17. SERVE - Inference Server and Capacity Planning
Serve Plan — Pre-flight capacity planning (no weights loaded):
# Plan from local file
apr serve plan model.gguf --gpu
# Plan from HuggingFace repo (fetches only ~2KB config.json)
apr serve plan hf://Qwen/Qwen2.5-Coder-1.5B-Instruct --gpu --quant Q4_K_M
# JSON output for CI/tooling
apr serve plan microsoft/phi-2 --gpu --format json
Serve Run — Start inference server:
apr serve run model.apr --port 8080 # Start on port 8080
apr serve run model.apr --host 0.0.0.0 --port 3000 # Bind to all interfaces
Starts a REST API server for model inference:
APR Models (full inference):
# Health check
curl http://localhost:8080/health
# Run inference
curl -X POST http://localhost:8080/predict \
-H "Content-Type: application/json" \
-d '{"input": [1.0, 2.0]}'
Server Features:
/health- Health check endpoint/predict- Inference endpoint (APR models)/model- Model info endpoint (GGUF/SafeTensors)/tensors- Tensor listing (SafeTensors)- Graceful shutdown via Ctrl+C
Chat & Comparison
18. CHAT - Interactive Chat (LLM models)
apr chat model.gguf # Interactive chat
apr chat model.gguf --system "You are a helpful assistant" # Custom system prompt
19. FLOW - Visualize Data Flow
apr flow model.safetensors # Show data flow
apr flow model.gguf --json # JSON output (architecture, groups)
apr flow model.apr --verbose # Verbose with shapes
Detects architecture (Encoder-Decoder, Decoder-Only, Encoder-Only) and groups tensors by layer.

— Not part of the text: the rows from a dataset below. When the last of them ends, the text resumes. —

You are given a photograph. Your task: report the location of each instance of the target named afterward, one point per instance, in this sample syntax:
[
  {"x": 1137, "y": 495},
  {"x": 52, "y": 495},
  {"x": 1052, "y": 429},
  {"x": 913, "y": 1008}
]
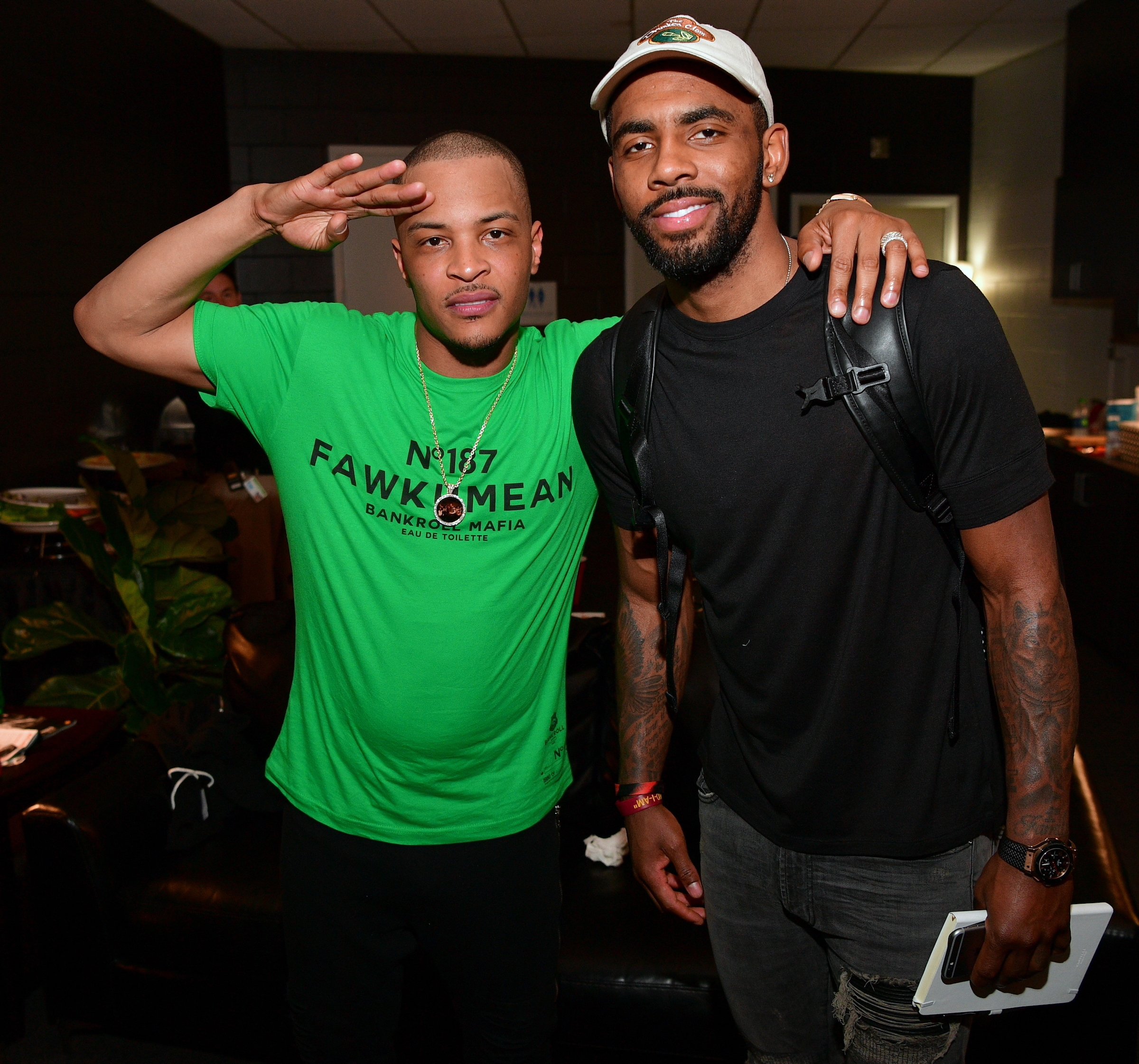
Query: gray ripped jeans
[{"x": 819, "y": 956}]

Supports APR, GGUF, and SafeTensors.
20. COMPARE-HF - Compare Against HuggingFace Source
apr compare-hf model.apr --hf openai/whisper-tiny # APR format
apr compare-hf model.gguf --hf openai/whisper-tiny # GGUF format
apr compare-hf model.safetensors --hf openai/whisper-tiny # SafeTensors format
apr compare-hf model.apr --hf openai/whisper-tiny --json # JSON output
Auto-detects local model format. Compares tensor-by-tensor against HuggingFace source.
HuggingFace Hub
21. PUBLISH - Push to HuggingFace Hub
apr publish model_dir/ org/model-name --dry-run
22. PULL - Download Model
apr pull hf://Qwen/Qwen2.5-Coder-1.5B-Instruct-GGUF -o ./models/
Benchmarking & QA
23. QA - Falsifiable QA Checklist
apr qa model.gguf # Run 8-gate QA checklist
apr qa model.gguf --json # JSON output
24. QUALIFY - Cross-Subcommand Smoke Test
apr qualify model.gguf # Smoke test all 11 tools
apr qualify model.gguf --tier full # Full tier (+contracts +playbook)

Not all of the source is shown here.